With shrinking process geometry, reaching 3G-design goals will increasingly hinge on achieving the right balance between the size and number of data-processing subsystems. It also will depend on the ability to keep the chip busy at all times while reducing the overall distances that the data has to travel inside the ICs. In many cases, it is advisable to use a large number of subsystems based on small, specialized processors. They will be more efficient at performing a given task than a smaller number of large, do-everything processors. For the large number of processors to work in parallel on a common task, though, they must be connected with a deterministic and uniform interconnect structure. Such a structure will enable the efficient transfer of data, control events, and configuration sequences.
With exploding gate counts, the use of traditional I/O methods introduces too much complexity and uncertainty into the system. They then fail to efficiently meet large system data-communications goals. In contrast, uniform and deterministic 2D connectivity fabrics eliminate I/O complexity while removing data-communications bottlenecks. They match the natural 2D layout of system components with interconnect that is also 2D in form and function.

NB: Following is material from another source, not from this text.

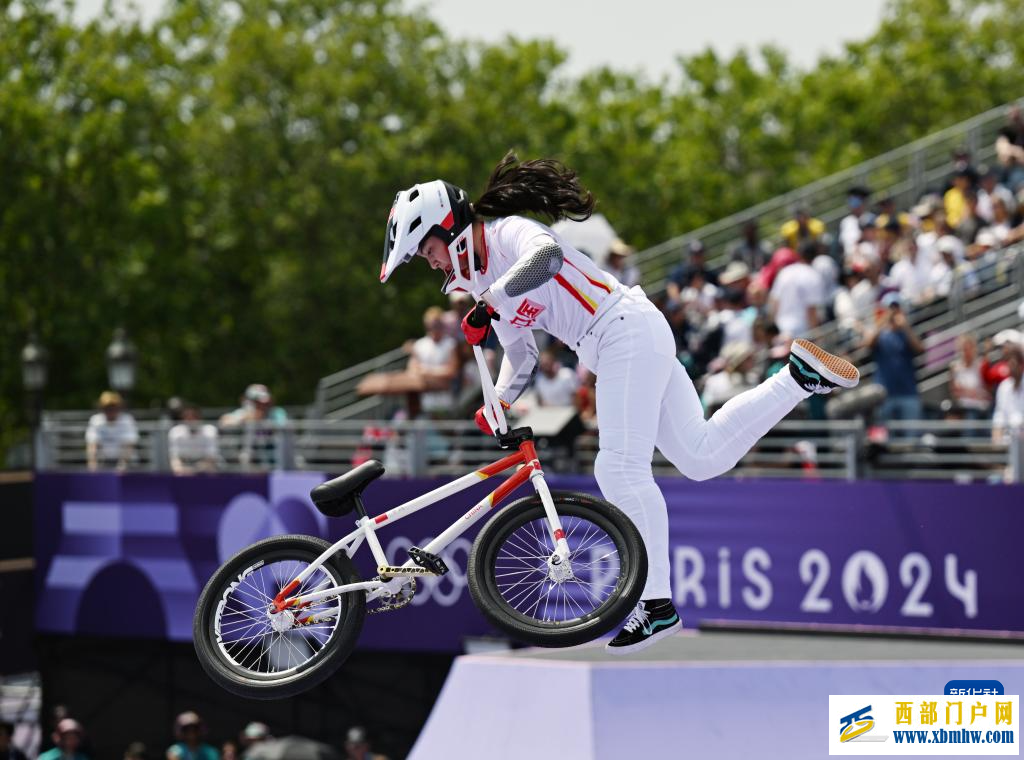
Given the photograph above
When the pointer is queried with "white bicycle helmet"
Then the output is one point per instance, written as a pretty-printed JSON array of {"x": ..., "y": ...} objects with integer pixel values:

For the third-generation functions that are implemented inside integrated circuits (ICs), 2D interprocessor communication fabrics enable fast and efficient data transfers between hundreds of data-processing elements. Linking processing elements with two-dimensional fabric also increases system performance. Multiple processors can then process data in parallel. At the same time, two-dimensional fabrics reduce power consumption. They minimize the total distance that data has to travel both inside chips and chip-to-chip.
By creating arrays of processing components, system designers can drastically increase processing throughput and I/O bandwidth. At the same time, they can retain current processor architectures and design tools. The two-dimensional fabric looks like conventional memory to the processors. It does not force software programmers to change their programming styles in order to benefit from higher performance. Serial programming code investment is thus preserved, as each processing element uses only one processor.